Мы завтракаем яичницей с беконом и тостами все вместе, как настоящая семья, но практически не разговариваем.
В гостиной мы садимся вокруг елки, и мама открывает коробочку с подарком от папы. Это ожерелье, явно из универмага — крошечные бриллианты в форме сердечка на тонкой золотой цепочке. Я знаю, что у мамы есть точно такое же ожерелье, потому что она носит его почти каждый день. Вероятно, оно подарено отцом в прошлом году, но мама изображает на лице искреннее изумление.
— Ах! Патрик, ну зачем ты! — А потом целует отца в губы и обнимает.
Хоть папа и не обнимает ее в ответ, по ухмылке видно, что он доволен.
А потом мы вручаем подарок папе — от нас обоих. Он шуршит упаковочной бумагой и достает футболку «Иглз» — настоящую, а не с термонаклейками, как он привык носить.
— А почему ни номера, ни имени? — спрашивает он.
— Раз Макнабб выбыл из строя, мы подумали, ты захочешь выбрать себе другого любимого игрока, — отвечает мама. — Так что, когда определишься, мы нашьем на футболку нужный номер и имя.
— Только деньги тратить, — морщится отец, убирая футболку в коробку. — Без Макнабба им сегодня не выиграть. Не попадут они в плей-офф. Хватит с меня этой жалкой пародии на футбольную команду.
Мама с улыбкой смотрит на меня. Я угадал ответ отца почти дословно: он брюзжит даже несмотря на то, что в последнее время «Иглз» играют весьма достойно. Но мы-то с мамой знаем, что он все равно будет смотреть сегодняшний матч против «Ковбоев», а в конце следующего лета после пары предварительных матчей выберет себе нового фаворита и тогда заговорит по-другому.
«Джини, а где моя официальная футболка „Иглз“? — скажет он. — Надо пришить на нее номер, пока сезон не начался».
Меня ждут десятки подарков, заботливо купленных и упакованных мамой. Я получаю толстовку с символикой «Иглз», кроссовки, одежду для тренировок, повседневную одежду, несколько галстуков, кожаную куртку, а также специальные часы, на которых можно засекать время пробежки и даже высчитывать количество калорий, сожженных во время бега, а еще…

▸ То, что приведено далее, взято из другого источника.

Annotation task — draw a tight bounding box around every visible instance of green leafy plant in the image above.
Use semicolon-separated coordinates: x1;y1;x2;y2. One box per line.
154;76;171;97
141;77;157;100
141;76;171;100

— Господи Исусе! Джини, сколько подарков ты купила парню? — ворчит отец, но по голосу ясно, что вовсе не так уж и сердится.
После обеда я принимаю душ, провожу дезодорантом под мышками, прыскаюсь папиным одеколоном и надеваю новый тренировочный костюм.
— Пойду опробую новые часы, — говорю маме.
— Кейтлин с твоим братом приедут через час, — отзывается она. — Не задерживайся.
— Не буду, — обещаю я и выхожу из дому.
В гараже переодеваюсь в припрятанную заранее одежду: твидовые брюки, черную рубашку на пуговицах, кожаные туфли и дорогое пальто — оно отцовское, но папа его больше не носит. А потом иду в метро и в 13:45 сажусь на поезд до Филадельфии.
Накрапывает.
Я схожу на углу Восьмой улицы и Маркет-стрит, шагаю под моросящим дождем к муниципалитету, сажусь на оранжевую ветку и еду на север.
Поезд полупустой, и под землей Рождество совсем не ощущается. Однако ни вонь отбросов, проникающая в вагон на каждой остановке, едва только откроются двери, ни граффити, нарисованное фломастером на оранжевом сиденье напротив, ни начинка полусъеденного гамбургера, валяющаяся в проходе, — ничто из этого не в состоянии привести меня в уныние, ведь я еду к Никки. Времени порознь вот-вот придет конец.